Ich rieb den Punkt gegen die Musik und umfasste ihn, dann küsste ich ihn bis zu seinem Bauch und küsste ihn dort, spürte die weiche Haut über angespannten Muskeln und dann seinen kurzen Ärmel. Ich schnupperte daran und küsste es sanft, während es sich zwischen ihren Beinen bewegte.
Ich musste es nicht wirklich essen, es war fertig, aber ich mag rosa Muschis auf meiner Zunge. Ich habe ihn tatsächlich etwas langsamer gemacht und letzte Nacht an seinen Schamlippen gelutscht, da es ihm offenbar zu gefallen schien. Es drehte sich im Mondlicht und die Musik wechselte zu einem langsameren, dann schnelleren Tempo. Ich leckte ihre Klitoris und tauchte meinen gesamten Schlitz, sogar meine Zunge, in das Glas eines Schmetterlings, als ich seine Beine öffnete.
Er stöhnte und jammerte, als ich mein Verhalten änderte, und ich versuchte, ihn am Spielfeldrand zu halten. Ich legte meine Hand auf ihren Schritt und streichelte sie, dann leckte ich meine Hand und ölte sie ein, bevor ich kroch und sie küsste. Er küsste mich hart und als ich meinen Penis auf ihn ausstreckte, verkrampfte er sich für eine Sekunde, entspannte sich dann aber, und ich streichelte ihn langsam, untersuchte ihn und stieß ihn schließlich vollständig hinein. Er wand sich ein wenig, als ich seine Knie neben mir anzog und ihn an den Fensterplatz drückte.

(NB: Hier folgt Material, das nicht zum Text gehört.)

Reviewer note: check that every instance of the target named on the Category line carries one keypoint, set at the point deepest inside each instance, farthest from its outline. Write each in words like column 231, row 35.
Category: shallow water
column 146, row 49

Ich hielt diese Position und ließ ihn sich daran gewöhnen, mich zu spüren, und dann begann ich, tiefer zu graben und mich fast vollständig zurückzuziehen. Irene änderte das Tempo und ich begann, ihrem Rhythmus zu folgen. Audrey stöhnte? Ja Josh, ja? und ich war dabei, die Dämonen freizulassen.
Ich habe sie energisch ermutigt. Audrey akzeptierte es völlig und war bereit, erneut einen Höhepunkt zu erreichen. Ich konnte sie nicht länger zurückhalten und hämmerte Audrey ein paar Mal heftig mit einem Grunzen, während jede Welle auf Audreys gierige Fotze spritzte. Ich machte gerade meinen letzten verzweifelten Schritt, als sie ihren Höhepunkt erreichte und ihre Muschi sich zusammenzog und zu einem Haufen heißen, schluchzenden, knochenlosen Puddings zitterte.
Irene hörte auf zu spielen und verließ den Raum. Ich war auf Händen und Knien, als Irene mit einem Handtuch und einigen Decken zurückkam. Ich habe eine klassische, tropffreie Entnahme durchgeführt und ?So viel habe ich verpasst??
Audrey hielt den Atem an, während ihre Katze schwärmte und ihr über den Bauch lief. Irene holte ein weiteres Handtuch und Audrey und ich lachten, während ich mich abwischte und sie abtrocknete. Ich bückte mich, um seinen Bauch zu küssen, und er lachte. Immer noch in einem vollen Schmetterling lag mein Schatten über ihrem Schritt, aber das Mondlicht beleuchtete ihr Gesicht und ihre Brüste. Sie strahlte, lächelte verträumt und schnurrte, als ich ihren Bauch rieb.
Irene kam mit einem Handtuch zurück und ich legte das Handtuch über Audrey, steckte es unter ihren Hintern, schlug dann ihre Beine übereinander und streckte sie aus. Ich streckte die Hand aus und küsste ihn. Irene warf eine Decke über uns und sagte gute Nacht.
Ich war froh und Audrey war warm und weich und endlich war der Mond weit genug untergegangen und endlich war der gesamte Fenstersims beschattet.